A actualíssima síndrome do “burnout” é  «a relação tensa, de sobrecarga excessiva, de si mesmo consigo, que assume traços destrutivos. Do mesmo modo, o sujeito exausto e depressivo do rendimento atormenta-se a si mesmo. Está esgotado, farto de si mesmo, da guerra que trava consigo mesmo». Paradoxalmente, ao contrário do que seria suposto, há ainda a força tremenda que desemboca ou na violência sobre o outro, ou no suicídio, uma forma de violência contra si próprio, no interior para o interior.
  

Na opinião de certos autores, a violência está associada ao poder, parecendo, mais objectivado no espaço doméstico, porque escondido dos olhos da sociedade e da lei. Essa explosão leva-se a cabo não só pelo sujeito com mais força física, como pela intimidação, uma outra forma de violência mais lenta e branda, mas não menos cruel.
Todavia, Byung faz uma distinção: «enquanto o poder constrói um “continuum” de relações hierárquicas, a violência gera cortes e ruturas. (…) O poder caracteriza-se por juntar e encaixar, a transgressão e o delito, em contrapartida, definem a violência. O poder inclina-se sobre o outro até o submeter, até o encaixar. A violência inclina-se sobre o outro até o quebrar».

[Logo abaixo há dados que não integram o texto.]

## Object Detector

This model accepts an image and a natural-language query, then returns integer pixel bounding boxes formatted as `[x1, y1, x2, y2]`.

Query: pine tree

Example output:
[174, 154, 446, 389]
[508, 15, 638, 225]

Nesta linha de pensamento, a interiorização desse mal estar terrível acaba numa tremenda fístula psíquica e emocional que, como é óbvio, rebenta mais facilmente no âmbito doméstico, essa mesma violência que, por exemplo, no mundo laboral já só pode agir como intimidação seja qual for a sua espécie. Se o patrão ou chefe hierárquico, age assim, não é por uma questão de (verdadeiro) poder, embora podendo valer-se da sua deturpação, mas porque é interiormente violento.